Por cierto, que fui testigo, muy directo, del decisivo impulso científico de Rafael Pérez Pire para que el profesor Ángel Gil y Gregorio Jiménez pusieran en el mercado internacional el más cercano sucedáneo de la leche de la madre. Algo que aún en esta ciudad no se ha reconocido. Como era de esperar, todo el esfuerzo, la labor meritoria en la investigación y la proyección comercial se marchó del entorno para multinacionalizarse.

Cuando el malvado de Castillo Higueras, rojo de pro, me ataca con el afecto de su tridente demoníaco, sibilinamente, en vez de llamarme «mamón» me dice en los mensajes por «guasás»: «Pasiego». Y es que la Plaza de las Pasiegas, junto a la Catedral, –donde yo nací– debe su nombre, como es sabido, a las aldeanas nodrizas cántabras, procedentes del Valle del Pas que acudían a nuestra ciudad reclamadas por damas pudientes que el escritor granadino Julio Belza calificó como «madres melindrosas o con impotencia a la hora de amamantar sus críos». Queda claro que Belza no es demasiado respetuoso en su juicio literario.
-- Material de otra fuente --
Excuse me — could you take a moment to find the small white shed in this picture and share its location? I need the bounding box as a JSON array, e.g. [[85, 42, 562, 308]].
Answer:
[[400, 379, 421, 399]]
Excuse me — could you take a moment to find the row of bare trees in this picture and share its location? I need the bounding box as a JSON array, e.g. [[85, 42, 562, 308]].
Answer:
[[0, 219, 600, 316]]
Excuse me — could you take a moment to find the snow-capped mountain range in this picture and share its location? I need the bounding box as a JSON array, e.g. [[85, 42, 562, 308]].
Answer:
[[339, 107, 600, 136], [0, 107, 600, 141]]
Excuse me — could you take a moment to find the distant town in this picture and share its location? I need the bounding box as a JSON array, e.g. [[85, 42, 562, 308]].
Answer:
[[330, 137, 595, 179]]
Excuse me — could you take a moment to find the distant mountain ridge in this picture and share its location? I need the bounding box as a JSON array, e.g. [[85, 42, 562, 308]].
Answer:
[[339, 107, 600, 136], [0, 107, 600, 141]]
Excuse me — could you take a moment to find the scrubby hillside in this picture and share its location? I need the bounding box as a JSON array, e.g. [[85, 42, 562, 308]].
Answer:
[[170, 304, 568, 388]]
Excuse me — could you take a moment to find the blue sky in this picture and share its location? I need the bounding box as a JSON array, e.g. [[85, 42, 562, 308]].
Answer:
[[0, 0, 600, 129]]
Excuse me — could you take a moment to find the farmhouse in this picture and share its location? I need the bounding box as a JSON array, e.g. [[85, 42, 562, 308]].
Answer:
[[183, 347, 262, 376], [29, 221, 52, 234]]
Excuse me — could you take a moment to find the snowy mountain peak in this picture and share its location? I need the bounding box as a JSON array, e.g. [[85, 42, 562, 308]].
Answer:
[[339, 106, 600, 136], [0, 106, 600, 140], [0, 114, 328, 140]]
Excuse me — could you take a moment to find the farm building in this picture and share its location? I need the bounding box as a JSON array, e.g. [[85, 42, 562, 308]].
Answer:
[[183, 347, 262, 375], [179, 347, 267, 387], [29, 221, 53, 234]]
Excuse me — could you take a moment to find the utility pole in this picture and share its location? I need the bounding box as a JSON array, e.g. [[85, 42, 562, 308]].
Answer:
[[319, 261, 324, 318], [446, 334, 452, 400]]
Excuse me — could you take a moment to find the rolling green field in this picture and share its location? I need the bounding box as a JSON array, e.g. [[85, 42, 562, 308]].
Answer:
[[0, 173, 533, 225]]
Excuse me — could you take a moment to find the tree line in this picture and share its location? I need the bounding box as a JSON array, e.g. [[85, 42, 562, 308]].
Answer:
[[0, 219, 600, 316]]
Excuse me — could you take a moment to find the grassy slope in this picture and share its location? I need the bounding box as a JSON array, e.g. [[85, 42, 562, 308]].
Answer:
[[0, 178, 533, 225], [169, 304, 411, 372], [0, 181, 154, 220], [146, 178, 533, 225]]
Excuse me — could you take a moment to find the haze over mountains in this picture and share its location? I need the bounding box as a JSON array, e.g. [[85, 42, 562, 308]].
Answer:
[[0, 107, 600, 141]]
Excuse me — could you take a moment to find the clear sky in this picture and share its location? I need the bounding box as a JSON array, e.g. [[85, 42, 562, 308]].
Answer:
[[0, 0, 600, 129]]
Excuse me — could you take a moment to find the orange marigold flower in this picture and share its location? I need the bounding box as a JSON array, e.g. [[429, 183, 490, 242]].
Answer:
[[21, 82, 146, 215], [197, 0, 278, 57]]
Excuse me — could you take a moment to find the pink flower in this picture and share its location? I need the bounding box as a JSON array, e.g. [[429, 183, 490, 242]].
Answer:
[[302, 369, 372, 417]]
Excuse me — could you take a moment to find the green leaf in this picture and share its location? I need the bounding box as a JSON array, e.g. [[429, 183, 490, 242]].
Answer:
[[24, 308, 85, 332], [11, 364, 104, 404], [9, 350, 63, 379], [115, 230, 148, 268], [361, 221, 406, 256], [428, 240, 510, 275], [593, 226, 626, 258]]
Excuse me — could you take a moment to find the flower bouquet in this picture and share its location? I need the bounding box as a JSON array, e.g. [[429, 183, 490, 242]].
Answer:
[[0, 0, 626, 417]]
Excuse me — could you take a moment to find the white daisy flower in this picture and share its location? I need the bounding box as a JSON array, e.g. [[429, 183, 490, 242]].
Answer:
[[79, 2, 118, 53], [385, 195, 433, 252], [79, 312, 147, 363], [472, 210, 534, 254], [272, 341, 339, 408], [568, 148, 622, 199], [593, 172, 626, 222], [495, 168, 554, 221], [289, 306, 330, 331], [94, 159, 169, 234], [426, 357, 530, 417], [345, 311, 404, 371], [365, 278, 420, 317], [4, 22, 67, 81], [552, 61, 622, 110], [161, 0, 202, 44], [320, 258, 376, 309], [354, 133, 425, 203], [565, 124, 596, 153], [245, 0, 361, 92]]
Nunca, nadie, se escandalizó porque una mujer, a la hora del llanto reclamante, sacara su teta y le diera el alimento de la vida a su retoño. Y cuantos mitos, historias e iconografía nos representan a la mujer lactante desde la antigüedad. Desde Hera, esposa de Zeus, que cuentan que enojada por la infidelidad de su esposo se negó a amamantar al hijo bastardo y con fuerza apretó su pecho saliendo un chorro de leche que tocó el cielo formándose la Vía Láctea, a las diosas Isis de Egipto y la fenicia Astarté-Tamit, que también fueron símbolos de la lactancia.

La Iglesia Católica venera a la Virgen de la Leche conocida, igualmente, como María Lactans, de antiquísima advocación. Al parecer la primitiva representación de la Virgen Madre, amamantando a su Hijo Jesús, puede contemplarse en un fresco que se conserva en las catacumbas romanas de Priscila, s. II. Y termino en éste «domínicus» recordando a Lucas, 11, 27: «¡Dichoso el vientre que te llevó y los pechos que te criaron!». Amén.